De vez en cuando Voss orquestaba algún arresto en la calle para mantener la verosimilitud.
La mayor parte de las actividades de inteligencia consistían en espejismos y artificios. Muy poca cosa era real. El espionaje, descubrió, se sostenía sobre los cimientos de la imaginación y, en el caso de los juegos de radio, en una fe ciega en la veracidad de la tecnología. Se trataba de un concepto terrorífico, tan terrorífico como si los principios básicos de la física estuvieran equivocados, se hubieran erigido disciplinas académicas enteras sobre falacias y, por tanto, todos los hallazgos fueran intrínsecamente incorrectos y todos los avances, falsos.

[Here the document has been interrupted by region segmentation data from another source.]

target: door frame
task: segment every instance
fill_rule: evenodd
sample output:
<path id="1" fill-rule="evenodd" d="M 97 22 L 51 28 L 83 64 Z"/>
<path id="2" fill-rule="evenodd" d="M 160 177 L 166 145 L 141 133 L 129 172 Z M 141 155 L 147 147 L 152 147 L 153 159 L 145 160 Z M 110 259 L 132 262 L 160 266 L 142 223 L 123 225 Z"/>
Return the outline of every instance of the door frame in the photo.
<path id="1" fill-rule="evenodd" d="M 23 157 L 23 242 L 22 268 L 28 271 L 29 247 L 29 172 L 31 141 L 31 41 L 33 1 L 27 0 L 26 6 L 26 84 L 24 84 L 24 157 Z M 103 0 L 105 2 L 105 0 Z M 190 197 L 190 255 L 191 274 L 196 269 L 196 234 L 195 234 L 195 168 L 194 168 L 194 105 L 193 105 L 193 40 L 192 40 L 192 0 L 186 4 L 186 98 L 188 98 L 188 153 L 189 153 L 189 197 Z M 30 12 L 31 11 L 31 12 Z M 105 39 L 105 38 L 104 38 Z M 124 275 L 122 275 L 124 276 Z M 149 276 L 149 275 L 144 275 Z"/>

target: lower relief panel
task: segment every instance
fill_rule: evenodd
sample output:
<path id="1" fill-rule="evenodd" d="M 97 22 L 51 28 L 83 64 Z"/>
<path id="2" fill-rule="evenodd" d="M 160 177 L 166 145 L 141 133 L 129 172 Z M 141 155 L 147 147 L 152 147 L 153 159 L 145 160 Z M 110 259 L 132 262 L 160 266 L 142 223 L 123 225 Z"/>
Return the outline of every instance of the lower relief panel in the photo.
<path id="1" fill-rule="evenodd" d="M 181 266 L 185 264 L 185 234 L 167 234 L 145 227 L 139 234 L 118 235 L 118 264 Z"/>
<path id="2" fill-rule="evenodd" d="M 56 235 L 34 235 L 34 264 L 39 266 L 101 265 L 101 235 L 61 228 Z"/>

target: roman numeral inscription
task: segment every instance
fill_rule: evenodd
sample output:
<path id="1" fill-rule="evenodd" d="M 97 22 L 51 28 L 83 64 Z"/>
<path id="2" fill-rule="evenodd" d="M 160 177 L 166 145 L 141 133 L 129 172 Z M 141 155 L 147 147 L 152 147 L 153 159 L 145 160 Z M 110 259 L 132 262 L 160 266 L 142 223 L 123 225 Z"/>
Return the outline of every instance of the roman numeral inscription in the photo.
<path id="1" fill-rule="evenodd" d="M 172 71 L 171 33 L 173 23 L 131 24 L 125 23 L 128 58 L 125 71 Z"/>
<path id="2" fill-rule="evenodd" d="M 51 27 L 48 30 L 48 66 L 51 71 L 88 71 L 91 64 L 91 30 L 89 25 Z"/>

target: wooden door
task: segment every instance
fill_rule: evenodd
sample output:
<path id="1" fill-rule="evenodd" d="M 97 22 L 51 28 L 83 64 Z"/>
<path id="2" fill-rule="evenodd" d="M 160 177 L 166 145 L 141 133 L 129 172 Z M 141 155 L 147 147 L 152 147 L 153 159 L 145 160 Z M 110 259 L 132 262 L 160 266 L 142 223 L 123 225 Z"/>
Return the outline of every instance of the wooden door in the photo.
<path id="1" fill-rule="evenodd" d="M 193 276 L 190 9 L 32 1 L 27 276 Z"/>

Voss también aprendió a no enamorarse nunca en ese mundo. Los amantes se traicionaban con facilidad. La tortura, el método predilecto de la Gestapo, no resultaba necesaria. La mera insinuación de la infidelidad de su amante a un prisionero resultaba tan poderosa como cualquiera de sus atroces tratamientos. La traición emocional trastocaba las mentes de maneras tortuosas y crueles. Los celos resultaban inevitables en la soledad de una celda. La oscuridad, con la única compañía del pensamiento enfermo, generaba imágenes poderosas que al principio desanimaban y luego enfurecían y asolaban de tal manera a los prisioneros que sacaban fuerzas de flaqueza y en su avidez vengativa arrastraban no sólo a su amante, sino a todos sus contactos.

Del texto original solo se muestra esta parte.